Die Bewertung von mehreren Teilforderungen erfolgt durch Ermittlung des Einzelwerts (z. B. Anzahl × Stückpreis sowie geldwerte Nebenansprüche) und Bildung der Summe als Gesamtstreitwert.
Zurückbehaltungsrechte mindern grundsätzlich nicht den für das Gerichtskostenrecht maßgeblichen Streitwert und bleiben bei dessen Bemessung unberücksichtigt.
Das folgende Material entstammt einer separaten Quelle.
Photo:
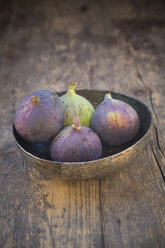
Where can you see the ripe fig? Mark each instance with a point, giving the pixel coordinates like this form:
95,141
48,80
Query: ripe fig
76,144
115,121
39,117
76,105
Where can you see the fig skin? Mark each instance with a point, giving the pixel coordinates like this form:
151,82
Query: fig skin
115,121
76,144
39,117
76,105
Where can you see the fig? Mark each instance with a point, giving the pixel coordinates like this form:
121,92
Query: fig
76,144
76,105
39,117
115,121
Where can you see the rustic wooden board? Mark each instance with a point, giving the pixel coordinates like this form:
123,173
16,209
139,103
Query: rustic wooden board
115,45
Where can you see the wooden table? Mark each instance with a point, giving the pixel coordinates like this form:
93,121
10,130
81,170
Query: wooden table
115,45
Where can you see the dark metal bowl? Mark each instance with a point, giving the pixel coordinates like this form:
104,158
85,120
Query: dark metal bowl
113,158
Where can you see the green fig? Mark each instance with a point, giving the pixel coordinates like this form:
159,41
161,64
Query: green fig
76,105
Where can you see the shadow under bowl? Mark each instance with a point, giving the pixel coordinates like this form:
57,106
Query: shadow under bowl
36,157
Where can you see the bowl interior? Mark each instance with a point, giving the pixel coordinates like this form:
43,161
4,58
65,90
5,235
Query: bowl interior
96,97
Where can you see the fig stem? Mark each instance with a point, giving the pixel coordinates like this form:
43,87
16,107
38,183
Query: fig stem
76,123
108,96
72,87
35,99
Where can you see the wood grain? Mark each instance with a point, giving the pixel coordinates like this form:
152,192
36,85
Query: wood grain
113,45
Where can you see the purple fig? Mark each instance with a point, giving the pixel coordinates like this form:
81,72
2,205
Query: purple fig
39,117
115,121
76,144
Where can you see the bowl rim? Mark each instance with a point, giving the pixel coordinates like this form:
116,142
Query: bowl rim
113,156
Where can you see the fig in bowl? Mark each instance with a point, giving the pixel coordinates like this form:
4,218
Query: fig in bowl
76,105
76,143
113,158
115,121
39,117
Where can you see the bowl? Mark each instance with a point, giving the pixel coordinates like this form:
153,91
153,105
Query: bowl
113,158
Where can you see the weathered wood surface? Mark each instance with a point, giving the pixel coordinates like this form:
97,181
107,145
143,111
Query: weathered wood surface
115,45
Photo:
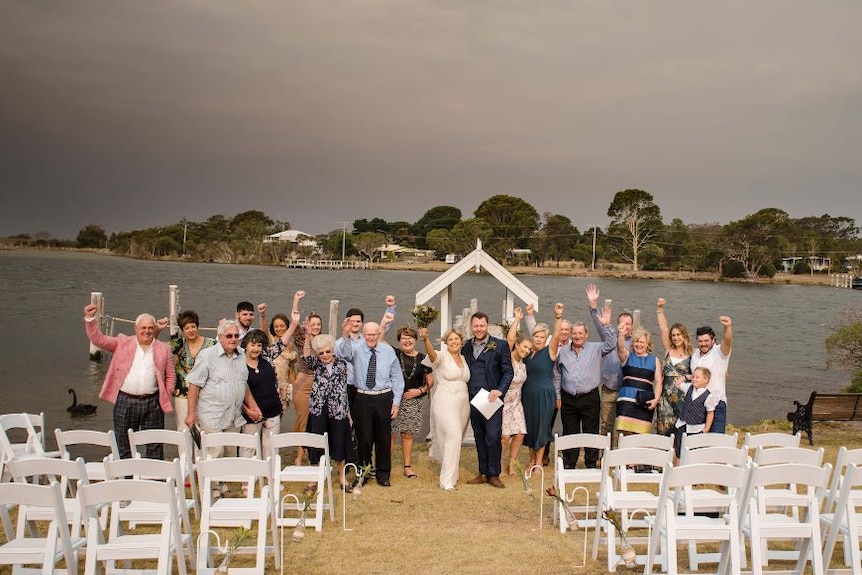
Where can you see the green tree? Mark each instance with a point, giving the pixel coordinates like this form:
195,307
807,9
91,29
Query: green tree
555,239
466,232
441,241
844,346
437,218
512,221
92,236
635,223
757,240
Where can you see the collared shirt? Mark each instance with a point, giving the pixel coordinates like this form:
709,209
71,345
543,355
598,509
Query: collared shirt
716,362
612,370
223,380
388,375
141,379
580,372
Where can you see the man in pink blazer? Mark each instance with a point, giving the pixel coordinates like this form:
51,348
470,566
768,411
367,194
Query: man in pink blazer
139,381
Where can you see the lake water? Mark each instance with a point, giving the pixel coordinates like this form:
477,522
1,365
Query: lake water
778,351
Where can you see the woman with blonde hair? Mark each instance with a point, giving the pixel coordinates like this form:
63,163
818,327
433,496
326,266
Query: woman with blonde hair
641,384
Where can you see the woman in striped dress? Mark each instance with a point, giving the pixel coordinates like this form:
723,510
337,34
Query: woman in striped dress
640,389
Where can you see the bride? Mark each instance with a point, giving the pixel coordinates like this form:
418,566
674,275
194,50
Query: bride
450,406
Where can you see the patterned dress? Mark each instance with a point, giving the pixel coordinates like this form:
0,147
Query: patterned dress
672,399
513,411
635,390
328,410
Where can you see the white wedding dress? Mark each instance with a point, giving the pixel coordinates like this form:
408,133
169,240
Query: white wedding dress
450,413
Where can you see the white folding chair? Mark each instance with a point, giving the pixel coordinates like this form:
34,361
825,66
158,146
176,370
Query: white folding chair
760,524
69,475
182,442
691,499
712,517
320,474
564,477
140,512
238,511
57,545
104,441
846,520
770,440
647,440
118,544
701,440
618,492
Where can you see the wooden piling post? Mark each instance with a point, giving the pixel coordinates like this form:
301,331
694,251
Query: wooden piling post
97,299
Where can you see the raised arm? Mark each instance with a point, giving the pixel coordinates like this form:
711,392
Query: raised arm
663,329
727,339
512,334
554,345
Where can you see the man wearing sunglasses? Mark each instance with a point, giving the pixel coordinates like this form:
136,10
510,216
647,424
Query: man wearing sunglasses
218,383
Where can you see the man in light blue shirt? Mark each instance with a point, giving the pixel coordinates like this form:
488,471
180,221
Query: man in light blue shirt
379,384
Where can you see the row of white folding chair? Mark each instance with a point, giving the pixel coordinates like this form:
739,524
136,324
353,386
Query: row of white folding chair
24,546
842,517
75,438
115,543
619,491
139,512
844,461
744,515
182,442
258,505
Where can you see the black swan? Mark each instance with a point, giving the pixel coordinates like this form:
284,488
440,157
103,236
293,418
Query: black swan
80,408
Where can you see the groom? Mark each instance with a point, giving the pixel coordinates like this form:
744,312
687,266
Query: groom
490,363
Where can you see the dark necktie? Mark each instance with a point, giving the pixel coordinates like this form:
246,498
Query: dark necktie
371,376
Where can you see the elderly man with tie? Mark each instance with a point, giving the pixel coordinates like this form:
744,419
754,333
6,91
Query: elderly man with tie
379,384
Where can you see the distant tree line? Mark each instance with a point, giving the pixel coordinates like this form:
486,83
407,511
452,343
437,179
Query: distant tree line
635,234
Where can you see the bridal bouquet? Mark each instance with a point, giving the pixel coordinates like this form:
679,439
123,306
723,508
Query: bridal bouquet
425,315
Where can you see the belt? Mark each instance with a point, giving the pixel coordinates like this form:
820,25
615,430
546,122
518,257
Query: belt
146,396
373,392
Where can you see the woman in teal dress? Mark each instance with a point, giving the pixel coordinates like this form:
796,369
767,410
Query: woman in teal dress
676,367
538,395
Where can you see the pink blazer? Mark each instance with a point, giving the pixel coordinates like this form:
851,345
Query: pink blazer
123,347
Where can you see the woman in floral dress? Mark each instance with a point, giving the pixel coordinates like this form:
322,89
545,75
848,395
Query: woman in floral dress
677,360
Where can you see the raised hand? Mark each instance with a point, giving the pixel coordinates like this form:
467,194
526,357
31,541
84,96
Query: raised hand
592,294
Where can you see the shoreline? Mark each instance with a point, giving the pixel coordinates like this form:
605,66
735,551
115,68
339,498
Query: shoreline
606,270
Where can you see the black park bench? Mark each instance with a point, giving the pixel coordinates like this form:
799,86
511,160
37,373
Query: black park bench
825,407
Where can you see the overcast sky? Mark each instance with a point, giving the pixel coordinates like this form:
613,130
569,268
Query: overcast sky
131,114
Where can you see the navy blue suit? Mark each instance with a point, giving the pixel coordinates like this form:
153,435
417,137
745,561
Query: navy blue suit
491,370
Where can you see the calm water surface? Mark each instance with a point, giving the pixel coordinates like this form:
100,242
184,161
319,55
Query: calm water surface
778,353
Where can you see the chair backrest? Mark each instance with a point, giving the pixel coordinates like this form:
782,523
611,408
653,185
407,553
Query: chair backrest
733,456
228,439
647,440
181,440
846,457
69,474
70,437
701,440
769,440
18,434
27,495
775,455
815,480
580,440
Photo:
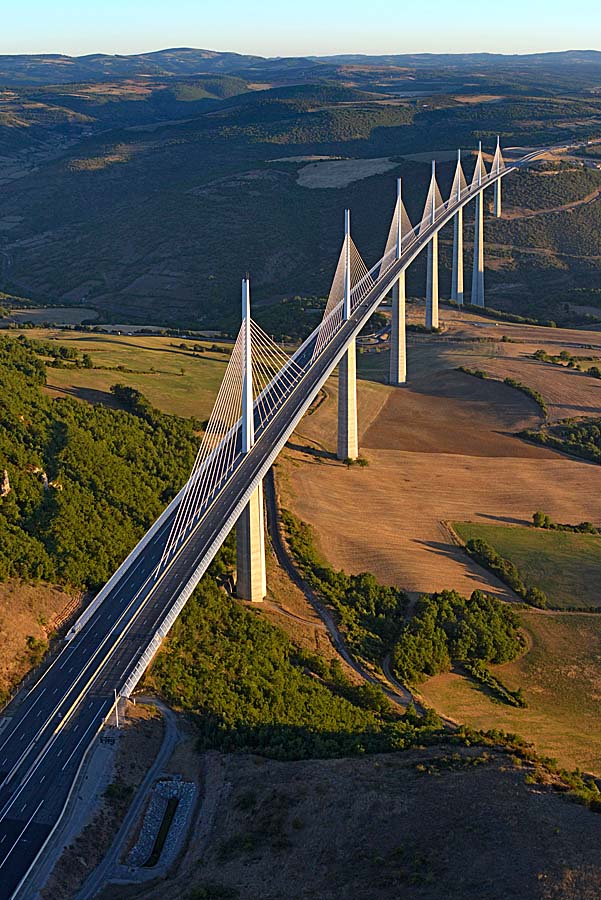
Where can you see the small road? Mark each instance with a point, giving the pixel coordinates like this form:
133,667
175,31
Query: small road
101,875
394,691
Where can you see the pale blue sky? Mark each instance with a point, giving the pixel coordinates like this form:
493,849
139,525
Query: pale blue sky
280,28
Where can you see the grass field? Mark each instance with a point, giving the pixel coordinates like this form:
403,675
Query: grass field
173,379
566,566
561,679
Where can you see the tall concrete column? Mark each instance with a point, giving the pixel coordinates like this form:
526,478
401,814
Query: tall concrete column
348,445
432,273
496,167
432,284
497,200
457,276
398,344
477,298
398,347
251,579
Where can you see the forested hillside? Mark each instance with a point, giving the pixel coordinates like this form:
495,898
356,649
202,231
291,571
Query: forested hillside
143,191
85,481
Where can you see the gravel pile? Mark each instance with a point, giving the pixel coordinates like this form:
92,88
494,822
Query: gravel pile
162,792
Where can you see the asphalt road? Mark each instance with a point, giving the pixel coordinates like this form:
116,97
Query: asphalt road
50,730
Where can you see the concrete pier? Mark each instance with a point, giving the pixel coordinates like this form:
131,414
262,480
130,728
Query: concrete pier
398,344
348,444
432,284
251,580
457,275
477,298
497,199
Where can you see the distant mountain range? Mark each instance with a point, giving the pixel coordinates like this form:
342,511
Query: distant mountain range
185,61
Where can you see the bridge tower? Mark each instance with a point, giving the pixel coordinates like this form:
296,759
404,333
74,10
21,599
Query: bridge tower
398,348
251,579
432,274
457,274
497,165
477,297
348,445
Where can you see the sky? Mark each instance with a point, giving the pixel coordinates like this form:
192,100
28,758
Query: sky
305,27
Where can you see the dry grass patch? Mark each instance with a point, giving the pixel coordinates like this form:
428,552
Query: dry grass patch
26,611
561,679
421,825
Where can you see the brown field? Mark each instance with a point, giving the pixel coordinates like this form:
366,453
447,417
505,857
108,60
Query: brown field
441,449
25,610
422,825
Das Berufungsgericht ist befugt, den Streitwert für das Berufungsverfahrens selbst festzusetzen und den maßgeblichen Bewertungstermin nach GKG zu bestimmen.
Vorinstanzen
Landgericht Dortmund, 20 O 14/07
Tenor
Der Streitwert für das Berufungsverfahren wird wie folgt festgesetzt:
Klageantrag zu 1. (8.065 x 85,70 € =) 691.170,50 €
Klageantrag zu 2. (17 x 85,70 € zzgl. 297,56 € =) 1.754,46 €
Klageantrag zu 3. (34 x 85,70 € zzgl. 595,13 € =) 3.508,93 €
696.433,89 €
Bei der Bewertung der Ansprüche auf Lieferung von Aktien hat der Senat den Kurs zu Beginn des Berufungsverfahrens (§ 40 GKG) am 22. Januar 2008 zugrunde gelegt. Zurückbehaltungsrechte wirken sich auf die Streitwertberechnung nicht aus.